Part of the solution involved placing ESG-related responsibilities within investment committees, Mehlman says, rather than as a separate function. “It’s so important because, in my judgment, the risk is this can become just PR, greenwashing,” he explains. “And the other risk is that it’s something that someone views as someone else’s job.” In practice, the structure leads to accountability for not only the person on the investment committee responsible for ESG, but also for the person who sourced the investment.
KKR’s ESG strategy also involves being public and “explicit”, says Mehlman. “If you’re serious about something, you should talk about it and you should challenge yourself to constantly improve how you do it.”

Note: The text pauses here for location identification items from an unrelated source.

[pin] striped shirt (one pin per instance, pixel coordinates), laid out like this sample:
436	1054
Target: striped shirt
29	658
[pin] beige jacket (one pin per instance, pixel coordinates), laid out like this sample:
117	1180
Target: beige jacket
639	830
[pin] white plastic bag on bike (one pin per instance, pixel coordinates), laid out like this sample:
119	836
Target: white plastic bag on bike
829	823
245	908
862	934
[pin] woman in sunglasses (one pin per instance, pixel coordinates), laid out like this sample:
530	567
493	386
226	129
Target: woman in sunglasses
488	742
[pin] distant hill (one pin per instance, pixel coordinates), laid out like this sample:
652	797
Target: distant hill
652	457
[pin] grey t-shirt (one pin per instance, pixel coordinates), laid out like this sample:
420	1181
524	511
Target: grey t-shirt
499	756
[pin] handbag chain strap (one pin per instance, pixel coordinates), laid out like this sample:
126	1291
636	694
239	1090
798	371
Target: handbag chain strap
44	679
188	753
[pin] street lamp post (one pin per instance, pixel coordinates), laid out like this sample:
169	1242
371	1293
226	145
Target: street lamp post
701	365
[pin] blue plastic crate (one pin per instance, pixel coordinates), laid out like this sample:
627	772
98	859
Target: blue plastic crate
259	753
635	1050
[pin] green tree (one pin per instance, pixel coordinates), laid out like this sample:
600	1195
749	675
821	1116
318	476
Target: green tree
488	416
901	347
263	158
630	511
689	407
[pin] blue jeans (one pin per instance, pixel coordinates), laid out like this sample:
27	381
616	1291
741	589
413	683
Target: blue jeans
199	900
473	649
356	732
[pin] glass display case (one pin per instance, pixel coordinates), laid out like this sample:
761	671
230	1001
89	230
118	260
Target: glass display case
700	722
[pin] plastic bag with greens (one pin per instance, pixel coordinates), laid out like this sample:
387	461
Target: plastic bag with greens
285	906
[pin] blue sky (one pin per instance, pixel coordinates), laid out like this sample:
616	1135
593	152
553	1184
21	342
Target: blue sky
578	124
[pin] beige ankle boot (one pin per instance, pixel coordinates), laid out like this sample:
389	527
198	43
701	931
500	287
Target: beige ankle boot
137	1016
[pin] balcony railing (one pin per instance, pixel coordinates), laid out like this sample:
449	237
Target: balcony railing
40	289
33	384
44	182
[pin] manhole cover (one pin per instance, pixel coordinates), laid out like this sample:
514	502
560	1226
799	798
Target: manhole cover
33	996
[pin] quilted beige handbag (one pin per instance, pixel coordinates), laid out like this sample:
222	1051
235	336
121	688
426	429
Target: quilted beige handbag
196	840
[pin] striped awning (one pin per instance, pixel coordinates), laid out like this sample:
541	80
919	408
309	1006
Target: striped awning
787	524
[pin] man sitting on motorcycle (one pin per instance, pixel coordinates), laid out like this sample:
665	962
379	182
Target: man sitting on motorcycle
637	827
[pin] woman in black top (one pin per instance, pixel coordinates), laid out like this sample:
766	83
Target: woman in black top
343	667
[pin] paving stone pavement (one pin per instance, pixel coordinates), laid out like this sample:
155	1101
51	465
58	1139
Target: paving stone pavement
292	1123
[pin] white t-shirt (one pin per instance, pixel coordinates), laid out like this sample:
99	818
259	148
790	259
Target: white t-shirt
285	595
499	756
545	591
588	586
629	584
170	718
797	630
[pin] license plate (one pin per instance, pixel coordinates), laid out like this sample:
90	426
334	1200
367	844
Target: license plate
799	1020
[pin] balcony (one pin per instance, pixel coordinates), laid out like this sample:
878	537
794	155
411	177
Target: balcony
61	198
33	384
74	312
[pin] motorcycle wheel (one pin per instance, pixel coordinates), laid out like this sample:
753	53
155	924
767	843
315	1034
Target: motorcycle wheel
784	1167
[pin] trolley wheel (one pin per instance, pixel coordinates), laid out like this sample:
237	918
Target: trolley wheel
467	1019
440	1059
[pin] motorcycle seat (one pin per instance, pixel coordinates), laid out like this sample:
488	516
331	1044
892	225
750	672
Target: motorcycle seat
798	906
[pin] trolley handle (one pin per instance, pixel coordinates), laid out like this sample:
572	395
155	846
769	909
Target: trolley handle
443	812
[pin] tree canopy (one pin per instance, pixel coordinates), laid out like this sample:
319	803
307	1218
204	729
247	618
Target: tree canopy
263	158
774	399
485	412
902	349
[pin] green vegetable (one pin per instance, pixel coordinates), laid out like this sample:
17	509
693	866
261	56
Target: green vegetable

When searching for strong financial performance and while mitigating non-financial risk, KKR’s approach varies based on geography and industry. For instance, cybersecurity and sourcing are especially in the retail industry, where there are often very long supply chains that include factories and operations in developing and emerging markets, he says. The firm also evaluates its “license to operate,” says Mehlman. “Do you understand the countries where you’re operating? Are you welcome in those countries? Is the company welcome?”
Paying attention to the diversity of a company’s employees is also crucial. “If you want to recruit the best people and you walk into the room and they all look like you and me, a lot of folks are going to say, ‘I don’t want to work there. What’s going on there?’”
A critical part of KKR’s approach to ESG is by doing “solutions investing” versus “impact investing.” Mehlman differentiates the two by using the example of the scandal in China where milk and infant formula, along with other products, were tainted with melamine. A KKR team in China saw an opportunity to not only help solve the problem of food safety risk and also build a business. They partnered with a local Chinese entrepreneur, acquired a large number of dairies, and built a business that offered the same kinds of public health protections found in the U.S.
With several other large private equity firms allocating more manpower and thought to ESG in their investments, Mehlman says that KKR hopes the firms can continue to learn from one another. “We’ve all constantly worked to improve [ESG].”